# The World's Worst Variable

For this challenge, we will be dealing with the world's worst variable. 

Being able to navigate through complicated data structures and access the information you need is an important skill for a data scientist to hone! The variable we've created below has a lot of different data types nested inside it and we're going to ask you to access data, update data, delete data, and perform operations on data.

Make liberal use of the built-in python methods (`len`, `type()`) and dictionary methods (`dict.items()`, `dict.keys()`, `dict.values()`) to find out what kind of data type you are working with. 

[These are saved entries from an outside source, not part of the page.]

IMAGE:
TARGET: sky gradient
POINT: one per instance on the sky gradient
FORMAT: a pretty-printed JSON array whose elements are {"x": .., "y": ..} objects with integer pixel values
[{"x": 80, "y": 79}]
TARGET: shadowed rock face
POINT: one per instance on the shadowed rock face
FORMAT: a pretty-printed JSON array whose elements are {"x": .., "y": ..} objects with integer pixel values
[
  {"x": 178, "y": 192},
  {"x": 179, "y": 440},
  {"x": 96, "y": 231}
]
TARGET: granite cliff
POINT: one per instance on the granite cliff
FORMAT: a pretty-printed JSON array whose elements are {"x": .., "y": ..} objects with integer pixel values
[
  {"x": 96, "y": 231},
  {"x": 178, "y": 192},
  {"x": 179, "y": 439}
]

We're going to need to obtain data deeper inside the variable for most of these tasks and that's going to prove tricky!

Let's first load up the variable as `worlds_worst_variable` and then print it out in a useful way.

In [1]:
worlds_worst_variable = [{("Iron Man", 2008): {"Plot": "Rich man builds metal suit and blasts things",
                                               "Actors": ["RDJ", "Gwyneth Paltrow", "Jon Favreau"],
                                               "Box Office Yields": [{"US": 4000000}, {"England": 4500000}, {"Asia": 50000}]},
                        ("Thor", 2011): {"Plot": "Blonde man bashes things with hammer",
                                    "Actors": ["Chris Hemsworth", "Natalie Portman", "Jon Favreau"],
                                    "Box Office Yields": [{"US": 300000}, {"Europe": 320000}, {"Asia": 70000}]},
                        ("Doctor Strange", 2016): {"Plot": "Boy with spider powers saves New York",
                                                   "Actors": ["Benedict Cumberbatch", "Benedict Wong", "Rachel McAdams"],
                                                   "Box Office Yields": [{"US": 353300}, {"Europe": 320500}, {"Asia": 74000}]},
                        ("Captain America: Civil War", 2016): {"Plot": "Metal boy and America man fight",
                                                               "Actors": ["Chris Evans", "RDJ", "Scarlett Johanson"],
                                                               "Box Office Yields": [{"US": 3200300}, {"Europe": 3750500}, {"Asia": 7344000}]},
                        ("Deadpool", 2016): {"Plot": "Man in red and black suit can't die",
                                             "Actors": ["Ryan Reynolds", "Morena Baccarrin", "TJ Miller"],
                                             "Box Office Yields": [{"US": 200300}, {"Europe": 30500}, {"Asia": 7344000}]},
                        ("Morbius", 2022): {"Plot": "Terrible movie where man becomes a vampire",
                                            "Actors": ["Jared Leto", "Matt Smith", "Adria Arjona"],
                                            "Box Office Yields": [{"US": 9900300}, {"Europe": 440500}, {"Asia": 74000}]}}]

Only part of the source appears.